StateMeaningRequired response
unknownThe root exists, but current state has not been inspected.Inventory before making broad changes.
observedCurrent state is recorded, but target state or ownership may be incomplete.Make local changes only; update inventory as facts are discovered.
plannedCurrent and target state are both documented.Changes may proceed when they match the target map.
governedRequired manifests and agent read-first docs exist.Normal project and standard work may proceed.
driftedCurrent state conflicts with the target map or manifests.Record the mismatch before moving, renaming, or deleting anything.
blockedA conflict, missing owner, or unsafe ambiguity prevents responsible changes.Stop broad changes and create a review note or backlog item.

Minimum Health Record

A workspace health note should record:

  • Date reviewed.
  • Root or directory reviewed.
  • Observed state.
  • Target state, if known.
  • Health state.
  • Blocking gaps.
  • Next safe action.

See the Workspace Health Record template and the filled City Hall Health Record example.

Drift Rules

  • Do not silently correct drift by moving or deleting roots.
  • Preserve legacy manifest-like files until their role is understood.
  • If a current root and target root disagree, record both names and require manual review.
  • If a standard owns the domain behavior, WGS owns only placement, registration, and discoverability.

Preservation and Health Metrics

The terminal goal of WGS is recoverability.
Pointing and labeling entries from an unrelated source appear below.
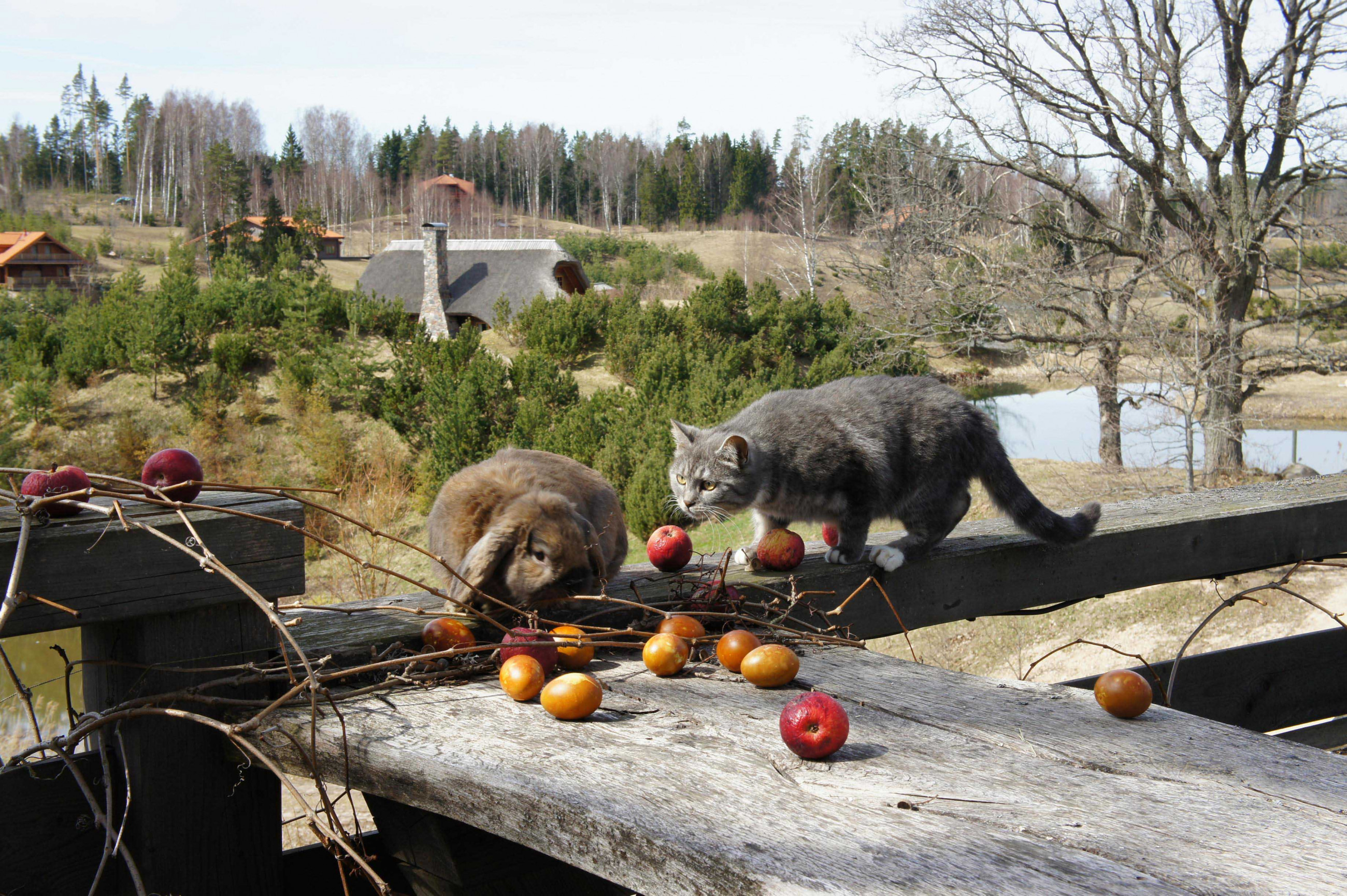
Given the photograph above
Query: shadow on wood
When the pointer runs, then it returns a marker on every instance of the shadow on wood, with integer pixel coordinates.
(49, 841)
(1264, 686)
(439, 856)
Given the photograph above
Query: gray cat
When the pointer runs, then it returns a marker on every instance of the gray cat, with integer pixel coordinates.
(852, 452)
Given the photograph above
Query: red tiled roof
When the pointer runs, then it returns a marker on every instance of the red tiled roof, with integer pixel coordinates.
(450, 181)
(290, 223)
(14, 243)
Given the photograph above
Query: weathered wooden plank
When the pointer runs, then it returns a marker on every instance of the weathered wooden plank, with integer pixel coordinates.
(683, 786)
(197, 803)
(989, 566)
(49, 841)
(1263, 686)
(109, 574)
(321, 632)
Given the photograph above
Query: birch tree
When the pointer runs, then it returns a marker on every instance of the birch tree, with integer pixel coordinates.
(1215, 107)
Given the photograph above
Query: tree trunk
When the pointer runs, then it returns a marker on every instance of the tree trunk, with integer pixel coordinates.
(1222, 422)
(1110, 410)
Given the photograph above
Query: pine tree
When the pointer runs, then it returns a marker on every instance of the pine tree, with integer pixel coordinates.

A workspace is healthy when its projects, standards, services, and metadata can be audited or resumed without depending on memory.

Workspace health reviews should track:

  • Manifest coverage.
  • Documentation coverage.
  • Standards compliance.
  • Lifecycle state coverage.
  • Drift between current state and target state.
  • Missing owner or maintainer records.
  • Blocked roots and next safe actions.

Metrics are evidence for stewardship. They should guide cleanup and planning, not become vanity scores.

Tone Requirement

WGS documents should be plain, concrete, and useful. They may carry the civic metaphor of City Hall, zoning, public works, and library roots, but the metaphor should clarify responsibility rather than decorate the system.